Production Engineer – Storage
Company | Crusoe |
---|---|
Location | San Francisco, CA, USA, Sunnyvale, CA, USA |
Salary | $183000 – $210000 |
Type | Full-Time |
Degrees | |
Experience Level | Senior |
Requirements
- 5+ years of professional experience in SRE, systems, or storage engineering.
- Hands-on experience with distributed storage systems (e.g., Ceph, GlusterFS, OpenEBS) and deep understanding of object, block, and file storage paradigms.

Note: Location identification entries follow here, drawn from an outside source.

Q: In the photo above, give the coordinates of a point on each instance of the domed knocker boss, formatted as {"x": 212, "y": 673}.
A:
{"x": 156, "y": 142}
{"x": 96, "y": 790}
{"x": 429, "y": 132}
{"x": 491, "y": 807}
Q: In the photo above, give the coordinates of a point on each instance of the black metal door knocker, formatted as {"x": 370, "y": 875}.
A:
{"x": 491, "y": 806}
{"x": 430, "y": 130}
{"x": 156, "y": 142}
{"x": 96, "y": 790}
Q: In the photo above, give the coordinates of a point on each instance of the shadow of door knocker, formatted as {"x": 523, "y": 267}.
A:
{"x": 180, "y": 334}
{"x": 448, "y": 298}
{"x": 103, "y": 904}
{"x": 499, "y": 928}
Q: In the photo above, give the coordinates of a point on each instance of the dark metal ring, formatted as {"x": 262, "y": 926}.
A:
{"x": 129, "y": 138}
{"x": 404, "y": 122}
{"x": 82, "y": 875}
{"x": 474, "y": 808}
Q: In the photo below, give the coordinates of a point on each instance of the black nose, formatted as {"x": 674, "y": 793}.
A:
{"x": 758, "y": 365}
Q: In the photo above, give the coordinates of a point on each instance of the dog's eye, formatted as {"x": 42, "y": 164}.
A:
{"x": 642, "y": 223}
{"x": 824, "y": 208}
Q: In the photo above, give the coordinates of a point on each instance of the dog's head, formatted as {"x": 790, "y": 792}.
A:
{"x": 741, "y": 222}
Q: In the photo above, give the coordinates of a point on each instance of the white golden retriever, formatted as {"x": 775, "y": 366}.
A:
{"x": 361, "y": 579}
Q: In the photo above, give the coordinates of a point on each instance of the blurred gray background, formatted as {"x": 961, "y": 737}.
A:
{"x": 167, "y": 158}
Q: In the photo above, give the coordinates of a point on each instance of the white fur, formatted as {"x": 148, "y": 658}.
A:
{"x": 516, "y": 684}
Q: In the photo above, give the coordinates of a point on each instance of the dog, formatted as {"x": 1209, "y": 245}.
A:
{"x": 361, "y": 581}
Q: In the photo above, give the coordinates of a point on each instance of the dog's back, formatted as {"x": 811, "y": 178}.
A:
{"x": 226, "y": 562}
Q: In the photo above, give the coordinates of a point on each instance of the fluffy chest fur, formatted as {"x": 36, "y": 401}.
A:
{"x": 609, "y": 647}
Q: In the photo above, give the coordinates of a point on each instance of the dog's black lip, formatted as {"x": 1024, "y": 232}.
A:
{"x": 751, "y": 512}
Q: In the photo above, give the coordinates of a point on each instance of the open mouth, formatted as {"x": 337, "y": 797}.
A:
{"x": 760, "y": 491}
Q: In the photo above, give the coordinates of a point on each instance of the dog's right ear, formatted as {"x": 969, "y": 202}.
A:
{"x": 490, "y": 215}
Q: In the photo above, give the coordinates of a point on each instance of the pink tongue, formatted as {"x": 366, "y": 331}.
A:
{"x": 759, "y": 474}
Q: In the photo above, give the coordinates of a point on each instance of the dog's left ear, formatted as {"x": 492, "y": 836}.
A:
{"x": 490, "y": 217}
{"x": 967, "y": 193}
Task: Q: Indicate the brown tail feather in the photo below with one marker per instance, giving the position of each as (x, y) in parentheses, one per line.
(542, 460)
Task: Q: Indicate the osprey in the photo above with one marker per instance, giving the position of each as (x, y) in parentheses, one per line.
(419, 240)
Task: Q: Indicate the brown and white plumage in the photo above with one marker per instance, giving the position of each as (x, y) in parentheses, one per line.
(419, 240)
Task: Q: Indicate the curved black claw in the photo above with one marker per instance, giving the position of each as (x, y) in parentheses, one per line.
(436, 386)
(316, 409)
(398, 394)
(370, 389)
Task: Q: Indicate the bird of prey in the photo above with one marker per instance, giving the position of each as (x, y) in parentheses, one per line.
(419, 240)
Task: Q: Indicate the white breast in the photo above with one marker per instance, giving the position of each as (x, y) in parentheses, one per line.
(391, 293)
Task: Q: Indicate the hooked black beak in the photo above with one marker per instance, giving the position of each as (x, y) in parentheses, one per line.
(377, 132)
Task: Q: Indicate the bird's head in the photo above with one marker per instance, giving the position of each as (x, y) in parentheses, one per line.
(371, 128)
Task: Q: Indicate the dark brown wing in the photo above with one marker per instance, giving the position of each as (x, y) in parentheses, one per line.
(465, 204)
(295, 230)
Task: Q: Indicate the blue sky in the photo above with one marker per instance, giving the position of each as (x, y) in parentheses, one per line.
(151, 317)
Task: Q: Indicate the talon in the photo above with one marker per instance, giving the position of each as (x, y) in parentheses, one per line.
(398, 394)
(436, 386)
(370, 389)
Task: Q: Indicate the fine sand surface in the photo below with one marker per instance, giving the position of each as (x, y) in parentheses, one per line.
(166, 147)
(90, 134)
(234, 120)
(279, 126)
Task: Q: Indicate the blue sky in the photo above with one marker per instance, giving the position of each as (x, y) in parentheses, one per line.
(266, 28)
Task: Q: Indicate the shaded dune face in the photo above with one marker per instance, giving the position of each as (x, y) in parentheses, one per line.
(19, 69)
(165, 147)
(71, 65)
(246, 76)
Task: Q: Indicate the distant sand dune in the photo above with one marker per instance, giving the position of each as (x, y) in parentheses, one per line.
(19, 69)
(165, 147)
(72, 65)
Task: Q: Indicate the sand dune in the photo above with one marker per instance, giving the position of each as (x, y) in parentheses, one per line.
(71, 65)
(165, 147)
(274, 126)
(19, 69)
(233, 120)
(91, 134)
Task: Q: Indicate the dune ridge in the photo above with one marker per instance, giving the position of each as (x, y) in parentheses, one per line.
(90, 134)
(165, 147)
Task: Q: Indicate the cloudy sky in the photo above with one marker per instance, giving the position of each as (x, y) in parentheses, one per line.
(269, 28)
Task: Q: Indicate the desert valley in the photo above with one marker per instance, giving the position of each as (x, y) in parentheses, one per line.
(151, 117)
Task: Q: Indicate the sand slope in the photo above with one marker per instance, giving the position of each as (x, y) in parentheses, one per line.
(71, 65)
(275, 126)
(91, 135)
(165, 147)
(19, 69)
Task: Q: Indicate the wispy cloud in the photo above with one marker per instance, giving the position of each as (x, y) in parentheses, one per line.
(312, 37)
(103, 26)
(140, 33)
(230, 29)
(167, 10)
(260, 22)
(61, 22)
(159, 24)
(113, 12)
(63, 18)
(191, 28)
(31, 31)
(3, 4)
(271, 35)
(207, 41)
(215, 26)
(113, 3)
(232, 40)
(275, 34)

- Proficiency in a programming language such as Python, Go, Java, or C.
- Experience with Infrastructure as Code and deployment tooling such as Terraform, Ansible, or Puppet.
- Deep knowledge of Linux internals with a focus on I/O subsystems, memory management, and storage scheduling.
- Familiarity with storage protocols like NFS, SMB, iSCSI, or NVMe-oF.
- Strong experience working with containerized workloads and orchestration platforms (e.g., Kubernetes, Docker).
- Excellent incident response, troubleshooting, and documentation practices.
- Experience with building and operating managed services at scale such as object, file and block storage (AWS, GCP, Azure).
- Excellent communication skills.
- Must be able to pass a background check.
Responsibilities
- Build automation and self-healing tools to monitor and maintain Crusoe’s distributed cloud storage infrastructure, which includes block, file, and object storage systems.
- Drive reliability initiatives focused on data replication, encryption, backup and restore strategies, and robust failover mechanisms.
- Collaborate closely with storage engineers to help implement and maintain high-performance NVMe- and SSD-backed volumes that support large-scale AI compute clusters.
- Support user-facing storage services with a focus on availability, performance tuning, and adherence to error budgets.
- Investigate and resolve storage-related incidents using deep telemetry, logs, and performance profiling.
- Partner with hardware and kernel teams to diagnose low-level I/O issues and optimize I/O paths, cache policies, and file systems.
- Contribute to the architecture of fault-tolerant, scalable storage backends tailored for AI-first cloud environments.
Preferred Qualifications
- Contributions to open-source storage projects or the Linux storage stack.
- Experience with hybrid storage models across on-prem and cloud environments.
- Familiarity with high-throughput network topologies for storage backplanes (e.g., RoCE, RDMA, InfiniBand).